Last fortnight, Noel Tata, Managing Director, Trent Ltd, flagged off its 4th hypermarket format, a Star Bazaar flagship store, in suburban Mumbai. This is the second such store in Mumbai.Spread over 75,000 sq. ft, the store will stock everything from essentials to niche items like exotic cuisines at an international food section, a live bakery and a deli section. The Tata company’s Star Bazaar is, doubtless, yet another gleaming temple of modern-day India. Yet, at a time when inflation is raging and consumer sentiment isn’t at its zenith, the timing of the launch could be questioned. Tata, for his part, doesn’t see any cause for shilly-shallying. “It is not risky to open a store in this category of products and in a format that is really trying to bring value to the customer.

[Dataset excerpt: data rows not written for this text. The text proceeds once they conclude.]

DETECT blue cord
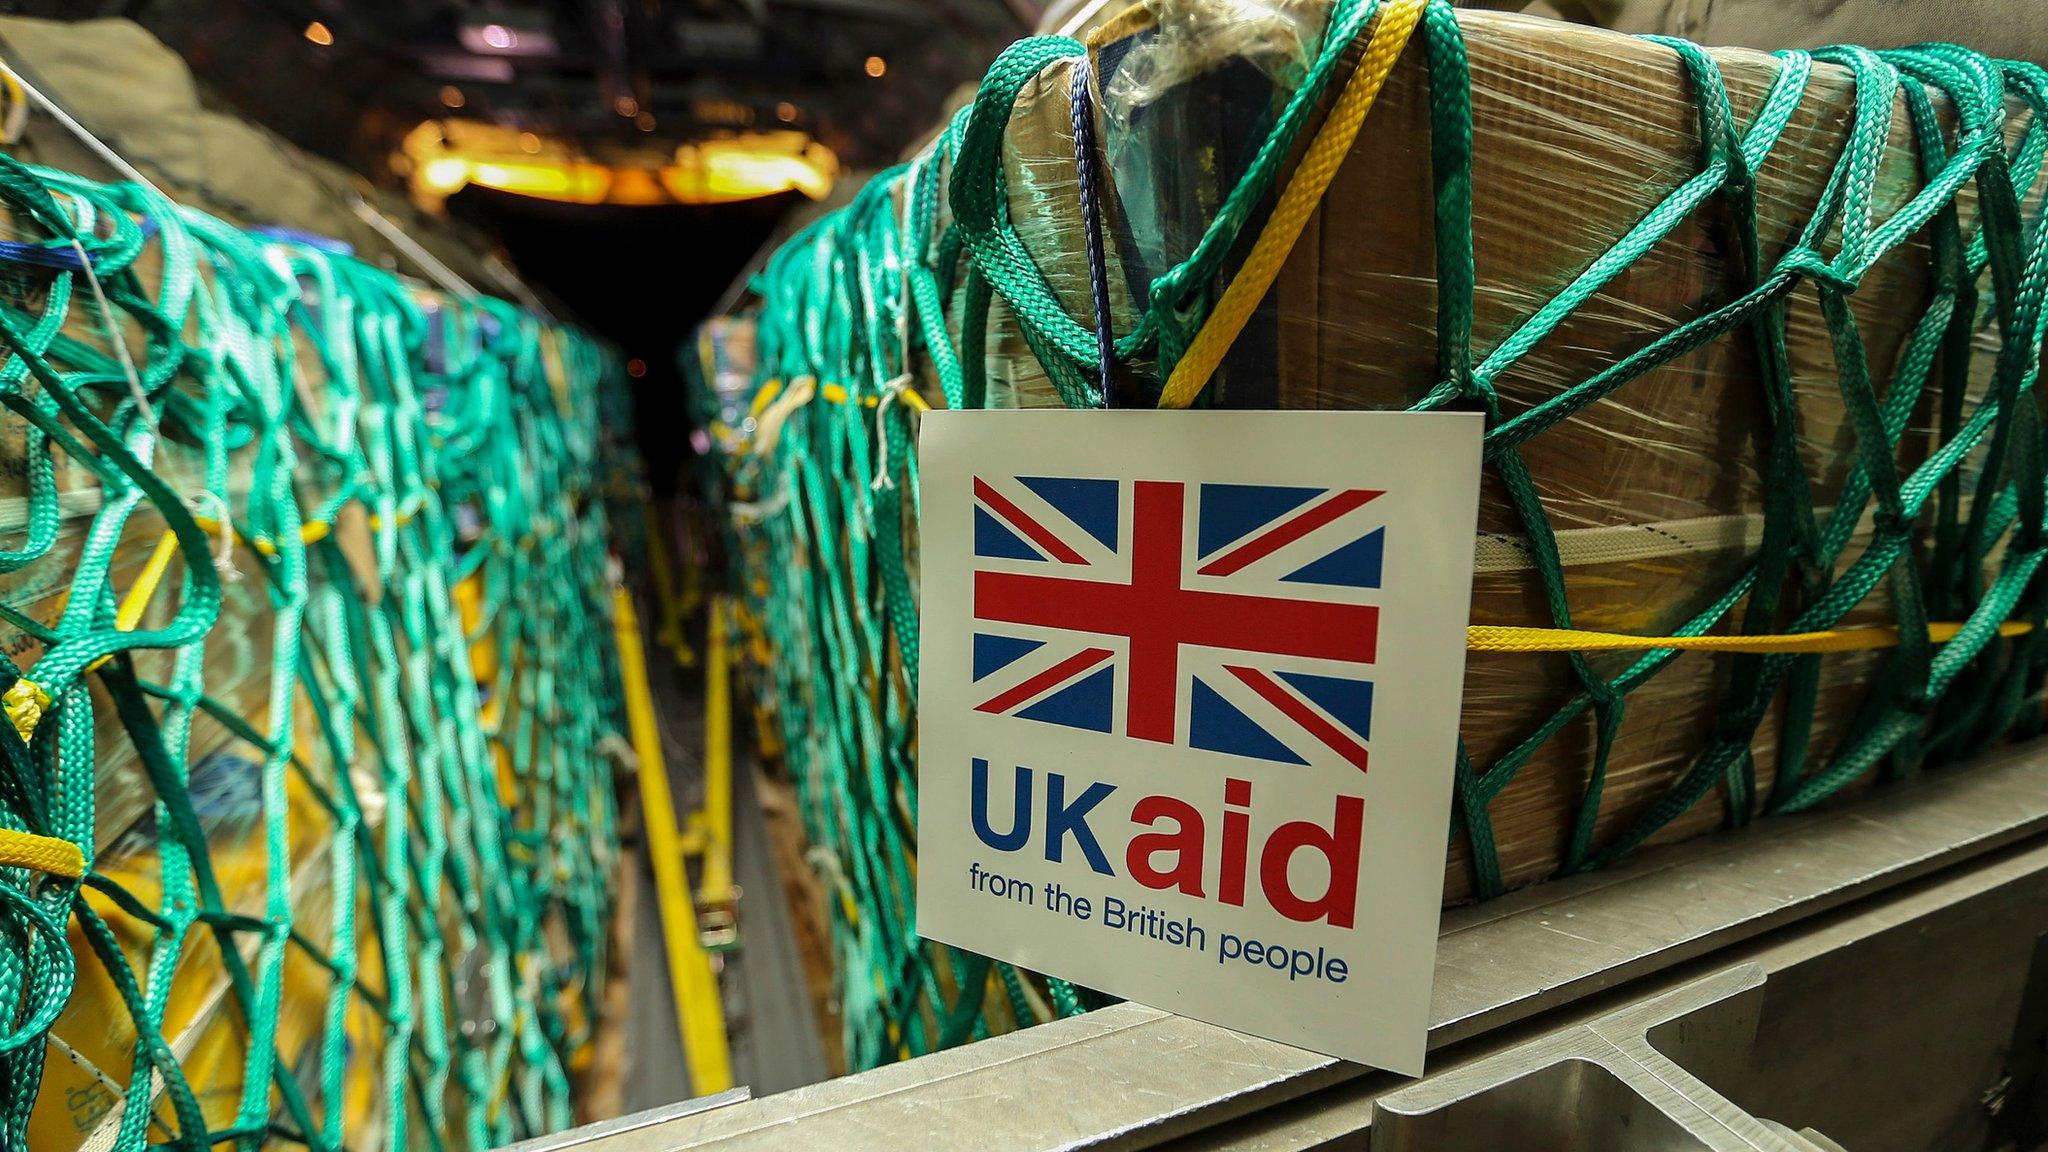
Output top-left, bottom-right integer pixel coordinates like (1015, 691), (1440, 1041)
(1070, 58), (1116, 408)
(0, 239), (87, 273)
(249, 225), (354, 256)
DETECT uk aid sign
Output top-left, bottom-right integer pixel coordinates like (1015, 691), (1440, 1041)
(915, 410), (1482, 1073)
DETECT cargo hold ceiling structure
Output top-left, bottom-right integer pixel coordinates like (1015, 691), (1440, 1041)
(33, 0), (1034, 179)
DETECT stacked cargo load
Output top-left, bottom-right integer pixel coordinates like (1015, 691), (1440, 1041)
(0, 149), (633, 1146)
(698, 0), (2048, 1072)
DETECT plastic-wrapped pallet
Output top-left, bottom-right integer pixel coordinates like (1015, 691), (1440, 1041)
(959, 0), (2047, 901)
(0, 156), (630, 1149)
(711, 0), (2048, 1070)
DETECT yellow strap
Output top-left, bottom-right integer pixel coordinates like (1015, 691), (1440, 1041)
(820, 381), (931, 411)
(610, 587), (735, 1092)
(751, 375), (928, 425)
(2, 677), (51, 743)
(1158, 0), (1426, 409)
(0, 827), (83, 880)
(118, 529), (182, 633)
(1469, 619), (2036, 655)
(82, 510), (381, 677)
(695, 597), (736, 918)
(750, 374), (817, 456)
(81, 530), (186, 675)
(74, 504), (397, 679)
(0, 64), (25, 146)
(186, 512), (381, 559)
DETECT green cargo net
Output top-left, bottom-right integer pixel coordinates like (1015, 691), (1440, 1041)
(0, 149), (631, 1151)
(700, 0), (2048, 1069)
(694, 166), (1101, 1071)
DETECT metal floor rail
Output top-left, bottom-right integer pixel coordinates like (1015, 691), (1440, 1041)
(541, 738), (2048, 1151)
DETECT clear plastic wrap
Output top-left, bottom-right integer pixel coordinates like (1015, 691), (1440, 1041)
(1100, 0), (1328, 144)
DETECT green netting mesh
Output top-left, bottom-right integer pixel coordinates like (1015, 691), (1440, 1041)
(697, 0), (2048, 1074)
(0, 149), (631, 1149)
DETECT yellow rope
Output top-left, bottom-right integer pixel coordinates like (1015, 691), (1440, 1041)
(0, 827), (83, 880)
(2, 677), (51, 743)
(118, 529), (182, 633)
(80, 530), (186, 675)
(745, 374), (928, 450)
(0, 64), (26, 146)
(1469, 619), (2036, 655)
(1138, 0), (2023, 661)
(190, 514), (340, 558)
(1157, 0), (1426, 409)
(819, 381), (931, 410)
(751, 374), (817, 455)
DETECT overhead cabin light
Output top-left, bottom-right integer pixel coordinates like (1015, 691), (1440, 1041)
(421, 157), (471, 193)
(665, 135), (838, 204)
(864, 55), (887, 78)
(399, 119), (838, 209)
(608, 169), (669, 205)
(304, 21), (334, 46)
(458, 17), (557, 57)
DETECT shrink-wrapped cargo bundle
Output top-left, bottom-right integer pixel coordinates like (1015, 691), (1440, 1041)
(0, 145), (629, 1147)
(958, 0), (2048, 901)
(713, 0), (2048, 1066)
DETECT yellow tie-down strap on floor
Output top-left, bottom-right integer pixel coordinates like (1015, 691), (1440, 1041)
(691, 597), (738, 950)
(611, 585), (734, 1094)
(1470, 619), (2037, 655)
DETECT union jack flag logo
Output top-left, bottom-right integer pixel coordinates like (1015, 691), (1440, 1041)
(970, 475), (1382, 774)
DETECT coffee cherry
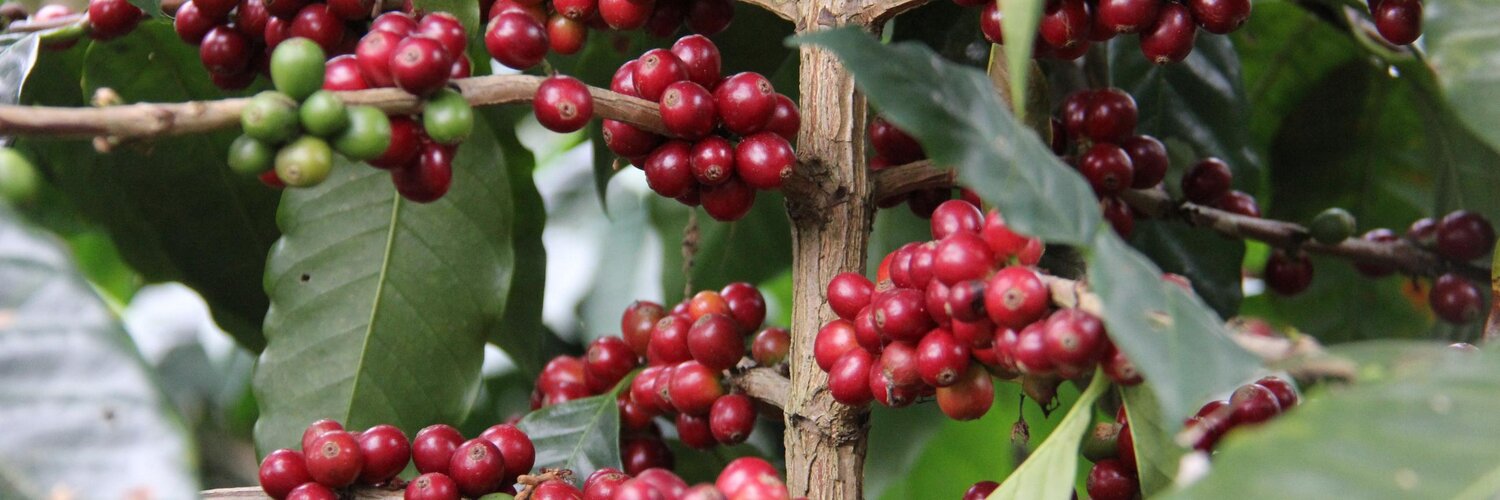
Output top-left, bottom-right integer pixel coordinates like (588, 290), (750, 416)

Our aim is to give the customer the best quality at the lowest possible price and, therefore, it’s possibly the best time for us when the customers are also looking for the best deals on offer,” Tata told BT at the launch event.
To be sure, Tata isn’t the only high priest of organised retailing who doesn’t fear a fall in footfalls in a high-inflation, high-interest rate regime. As R. Subramanian, MD, Subhiksha and one of the pioneers in organised retail in India, points out: “We are basically into essentials retailing; since people are not going to stop eating, we don’t see our sales dipping.
In fact, footfalls have gone up because customers today are looking for discounts more than ever before. We operate in an everyday-low-price format—this means we sell all items at a fixed discount to MRP at all times and our consumers get reliably lowest prices always.”
Gaurav Modwel, Director, Wadhwan Food Retail (WFRL), which owns the Spinach chain of neighbourhood grocery stores, adds: “The impact of inflation on neighbourhood or convenience stores is less. We have not seen a fall in footfalls in our stores and, in fact, are seeing an increase in sales.” WFRL also owns other store brands such as Sangam Direct, S. Mart and Sabka Bazaar. Modwel estimates that three-fourths of his customer base is “still buying the products that they have always bought without cutting down their budgets”.
|“It’s possibly the best time for us when the customers are also looking for the best deals on offer” - Noel Tata MD, Trent Ltd|
For instance, cross-category promotions have become a rage, with discounts being offered on grocery purchases that are redeemable against purchase of apparel and household products. Lifestyle retail stores such as Pantaloon, Lifestyle and Globus are introducing a slew of schemes to woo customers. Globus has been sending SMSes to customers that declare: “Beat inflation in style. Get the Best Buy prices and Buy One, Get One Free schemes.”
If consumers are reeling under cost pressures, so are retailers. As Kishore Biyani, Chairman of Future Group that owns such retail brands as Pantaloon and Big Bazaar says, the biggest concern for retailers is the increasing cost of doing business (which includes mainly high property prices and financing costs).
|“We have not seen a fall in footfalls in our stores and in fact are seeing an increase in sales” - Gaurav Modwel, Director, WFRL|
More than retailers of fruits and vegetables, it’s the stores that hawk not-so-essential items that will face the brunt of an inflationary environment. Says Govind Shrikhande, Customer Care Associate & CEO of Shoppers’ Stop: “Obviously, inflation will impact the spending habits of consumers.
While the spending slowdown is not reflected in the luxury and high-end segment, inflation hits the middle class the hardest and is reflected in spends on films, eating out and clothing.” Still, being away from foods and closer to higher-value items has its advantages.
Shoppers’, for instance, has consciously been moving towards the luxury segment of late. The objective? To maintain sales growth even if footfalls reduce, via higher conversion and bigger ticket sizes. Clearly, the much-celebrated middle class, till recently lauded for its rising purchasing power and aspirations, will be tightening its belts the most. Switching over to cheaper brands or just eliminating some of the more expensive regular items of consumption will be the order of the day. As Subhiksha’s Subramanian reveals: “We are seeing some substitution effect in categories like groceries— especially oils. We are seeing early signs of cutbacks in non-essentials like higher-end biscuits.”